Another group is this blog. We look at each other’s work and offer suggestions. But I never seem to get there in time to offer assistance. I am repenting of this, and my ineptness.

In my Real Time group, I bring a chapter every week and put the red marks aside until I finish writing the book. Then, during my edits and re-writes, I go through the valuable red marks my friends have graciously provided.

I call these red marks valuable, because of the diamond like influence those gems, have on my story. Whether it’s a capital in the wrong place, or repeated words. It could be redundant sentences, or things that don’t make sense. Some of the red marks add commas some take commas out. Because of the ineptness I mentioned, I’m sure my pages receive more red marks than others.
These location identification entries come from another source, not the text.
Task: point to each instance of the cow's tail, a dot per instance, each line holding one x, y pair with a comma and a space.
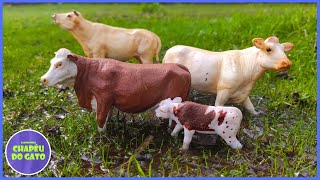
157, 50
189, 80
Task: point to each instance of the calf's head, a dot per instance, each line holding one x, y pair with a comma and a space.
165, 109
67, 21
272, 53
62, 70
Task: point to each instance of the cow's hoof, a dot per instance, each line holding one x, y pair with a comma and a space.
205, 139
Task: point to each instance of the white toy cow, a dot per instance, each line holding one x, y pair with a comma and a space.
103, 41
194, 117
231, 74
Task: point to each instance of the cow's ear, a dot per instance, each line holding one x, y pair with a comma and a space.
287, 46
272, 39
72, 58
75, 13
259, 43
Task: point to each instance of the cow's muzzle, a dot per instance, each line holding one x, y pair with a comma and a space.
283, 65
44, 81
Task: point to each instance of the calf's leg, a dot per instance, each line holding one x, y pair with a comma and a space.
176, 130
187, 138
249, 106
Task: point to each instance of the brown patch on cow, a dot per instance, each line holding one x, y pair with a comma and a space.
175, 110
187, 125
131, 88
221, 117
193, 115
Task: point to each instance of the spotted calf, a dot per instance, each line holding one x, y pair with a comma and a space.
194, 117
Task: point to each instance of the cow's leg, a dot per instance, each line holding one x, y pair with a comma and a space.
176, 130
228, 130
222, 97
103, 110
249, 106
187, 138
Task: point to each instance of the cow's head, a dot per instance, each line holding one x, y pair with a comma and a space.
165, 109
272, 55
67, 21
62, 70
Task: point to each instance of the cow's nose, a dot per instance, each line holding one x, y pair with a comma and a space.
284, 64
44, 81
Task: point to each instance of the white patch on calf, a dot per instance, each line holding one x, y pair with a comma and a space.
229, 127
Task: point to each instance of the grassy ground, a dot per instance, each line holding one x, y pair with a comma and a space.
281, 142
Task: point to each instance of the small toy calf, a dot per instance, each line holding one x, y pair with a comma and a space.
192, 117
101, 84
103, 41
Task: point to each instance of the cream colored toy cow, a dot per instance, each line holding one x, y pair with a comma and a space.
103, 41
231, 74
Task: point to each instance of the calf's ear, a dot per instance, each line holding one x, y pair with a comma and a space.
75, 13
272, 39
287, 46
72, 58
177, 100
259, 43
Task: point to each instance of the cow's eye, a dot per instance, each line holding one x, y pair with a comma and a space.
58, 64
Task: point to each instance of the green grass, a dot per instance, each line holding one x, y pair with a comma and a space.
285, 146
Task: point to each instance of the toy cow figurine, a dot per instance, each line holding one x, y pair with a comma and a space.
103, 41
102, 83
194, 117
231, 74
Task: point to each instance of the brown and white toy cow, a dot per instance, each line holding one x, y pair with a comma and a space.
104, 83
194, 117
231, 74
103, 41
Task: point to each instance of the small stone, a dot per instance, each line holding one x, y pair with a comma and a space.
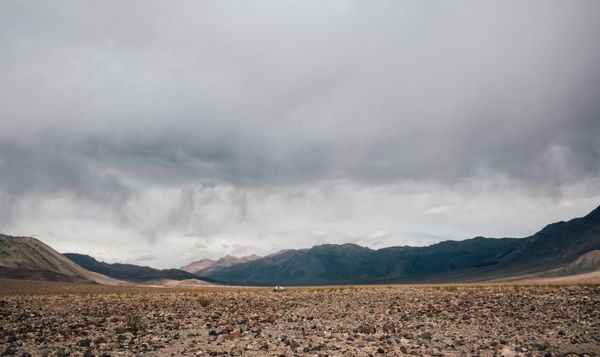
86, 342
508, 352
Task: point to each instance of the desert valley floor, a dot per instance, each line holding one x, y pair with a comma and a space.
332, 321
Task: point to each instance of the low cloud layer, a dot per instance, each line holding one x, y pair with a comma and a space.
191, 130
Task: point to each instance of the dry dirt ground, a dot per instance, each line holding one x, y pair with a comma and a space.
342, 321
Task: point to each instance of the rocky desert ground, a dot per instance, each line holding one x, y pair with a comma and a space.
331, 321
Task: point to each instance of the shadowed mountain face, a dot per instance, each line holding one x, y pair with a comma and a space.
205, 266
474, 259
28, 258
128, 271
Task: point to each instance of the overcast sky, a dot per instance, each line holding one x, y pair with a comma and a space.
161, 132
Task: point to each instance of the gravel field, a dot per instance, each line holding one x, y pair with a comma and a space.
349, 321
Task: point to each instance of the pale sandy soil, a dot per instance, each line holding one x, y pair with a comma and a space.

While going through the red marks this week, I noticed something fascinating. In my drafting, I had already changed some of the corrections. It means that I am learning. Then the thought occurred, there are several things that my mind refuses to learn. I still capitalize in places I shouldn’t. I add "that" and other pet words, and the repetitive words make me sick.

So I offer this suggestion, get out of the trap. Learn from your mistakes and reprogram the onboard computer in your head. Get it to sink in. Become a better writer.

Another thing I’ve noticed in my re-writes is, I really am a better writer than I was in the first chapters. So, I’m learning. I just hope people will endure with me long enough for me to grow. And please, my friends, have patience with my procrastination. I promise I will be a better critique buddy.